Database Open Access
MIMIC-III Waveform Database Matched Subset
Benjamin Moody , George Moody , Mauricio Villarroel , Gari D. Clifford , Ikaro Silva
Published: April 7, 2020. Version: 1.0
When using this resource, please cite:
(show more options)
Moody, B., Moody, G., Villarroel, M., Clifford, G. D., & Silva, I. (2020). MIMIC-III Waveform Database Matched Subset (version 1.0). PhysioNet. https://doi.org/10.13026/c2294b.
Johnson, A. E. W., Pollard, T. J., Shen, L., Lehman, L. H., Feng, M., Ghassemi, M., Moody, B., Szolovits, P., Celi, L. A., & Mark, R. G. (2016). MIMIC-III, a freely accessible critical care database. Scientific Data, 3, 160035.
Please include the standard citation for PhysioNet:
(show more options)
Goldberger, A., Amaral, L., Glass, L., Hausdorff, J., Ivanov, P. C., Mark, R., ... & Stanley, H. E. (2000). PhysioBank, PhysioToolkit, and PhysioNet: Components of a new research resource for complex physiologic signals. Circulation [Online]. 101 (23), pp. e215–e220.
The MIMIC-III Waveform Database Matched Subset contains 22,317 waveform records, and 22,247 numerics records, for 10,282 distinct ICU patients. These recordings typically include digitized signals such as ECG, ABP, respiration, and PPG, as well as periodic measurements such as heart rate, oxygen saturation, and systolic, mean, and diastolic blood pressure.
This database is a subset of the MIMIC-III Waveform Database, representing those records for which the patient has been identified, and their corresponding clinical records are available in the MIMIC-III Clinical Database.
The MIMIC-III Waveform Database contains thousands of recordings of multiple physiologic signals (“waveforms”) and time series of vital signs (“numerics”) collected from bedside patient monitors in adult and neonatal intensive care units (ICUs).
An ICU bedside monitor collects a great deal of data, from which it is possible to infer something about a patient’s physiological state. However, in order to understand how these waveforms are influenced by disease state and treatment, and the extent to which phenomena observed in the waveform can serve as indicators of disease, it is necessary to look at the broader context: patient demographics, diagnoses, medications, lab tests, and other information that is recorded by caregivers in the electronic medical record.
Collecting this broad clinical context is the task of the MIMIC-III Clinical Database, which was created in parallel with the Waveform Database and contains information about many of the same patients. The Matched Subset consists of all of the waveform and numerics recordings for which the corresponding clinical record is also available.
The bedside monitors used for collecting this database were not directly linked to the hospital medical record system. The monitor could be configured to display the patient’s name and medical record number, for ease of identifying patients at the central station, but this was not automatically updated when a patient was admitted or transferred to the ICU. This information was only available when the ICU staff entered it manually into the monitoring system, and since entering this information was not critical to patient care, it was frequently omitted or incomplete. Furthermore, limitations of the data archiving software made it possible to identify the care unit from which a recording originated, but not the precise room or bed number.

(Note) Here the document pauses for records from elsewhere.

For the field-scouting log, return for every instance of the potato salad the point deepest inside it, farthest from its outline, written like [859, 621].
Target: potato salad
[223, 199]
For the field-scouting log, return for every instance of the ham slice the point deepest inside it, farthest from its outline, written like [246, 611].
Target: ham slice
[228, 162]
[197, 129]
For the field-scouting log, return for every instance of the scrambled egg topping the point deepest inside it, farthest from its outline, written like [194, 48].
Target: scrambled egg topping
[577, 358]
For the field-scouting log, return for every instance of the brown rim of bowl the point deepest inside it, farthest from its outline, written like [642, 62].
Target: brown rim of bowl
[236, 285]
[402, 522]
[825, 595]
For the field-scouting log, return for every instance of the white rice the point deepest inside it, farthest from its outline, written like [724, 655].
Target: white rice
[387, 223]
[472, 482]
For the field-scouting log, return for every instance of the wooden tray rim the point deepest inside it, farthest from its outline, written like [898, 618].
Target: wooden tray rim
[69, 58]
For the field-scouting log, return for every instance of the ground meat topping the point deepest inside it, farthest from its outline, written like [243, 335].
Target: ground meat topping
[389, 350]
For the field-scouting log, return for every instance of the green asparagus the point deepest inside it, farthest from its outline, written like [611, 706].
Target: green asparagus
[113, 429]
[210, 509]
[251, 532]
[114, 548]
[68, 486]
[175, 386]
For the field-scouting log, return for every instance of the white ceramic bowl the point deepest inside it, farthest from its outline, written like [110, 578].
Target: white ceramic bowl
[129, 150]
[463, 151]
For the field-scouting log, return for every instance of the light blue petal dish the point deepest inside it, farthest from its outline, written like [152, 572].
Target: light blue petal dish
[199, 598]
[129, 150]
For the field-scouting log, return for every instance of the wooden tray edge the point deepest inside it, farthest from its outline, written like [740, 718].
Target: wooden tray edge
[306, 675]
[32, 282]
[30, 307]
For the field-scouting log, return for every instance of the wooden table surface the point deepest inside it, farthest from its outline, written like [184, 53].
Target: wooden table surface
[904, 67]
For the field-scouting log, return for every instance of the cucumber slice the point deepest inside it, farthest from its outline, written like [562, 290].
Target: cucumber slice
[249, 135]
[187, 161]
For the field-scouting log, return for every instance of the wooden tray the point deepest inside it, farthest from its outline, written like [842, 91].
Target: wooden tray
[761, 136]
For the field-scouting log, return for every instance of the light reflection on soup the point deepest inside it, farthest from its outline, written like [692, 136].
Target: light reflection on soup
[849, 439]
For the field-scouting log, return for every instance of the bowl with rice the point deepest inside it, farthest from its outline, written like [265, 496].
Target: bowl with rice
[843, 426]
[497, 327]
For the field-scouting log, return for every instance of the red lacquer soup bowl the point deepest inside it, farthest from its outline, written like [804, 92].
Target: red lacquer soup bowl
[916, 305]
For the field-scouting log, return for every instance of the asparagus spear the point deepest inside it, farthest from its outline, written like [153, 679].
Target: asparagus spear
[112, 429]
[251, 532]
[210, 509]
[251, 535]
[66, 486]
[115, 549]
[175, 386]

As a result, only a subset of the waveform recordings actually contained enough information to reliably identify the patient, and of those, not all overlapped with the time period represented by the MIMIC-III Clinical Database . Using all of the available information, through a process of mostly automated matching with some manual corrections, a total of 22,317 waveform records (34%) and 22,247 numerics records (35%) were found that could be linked to a corresponding patient in the Clinical Database.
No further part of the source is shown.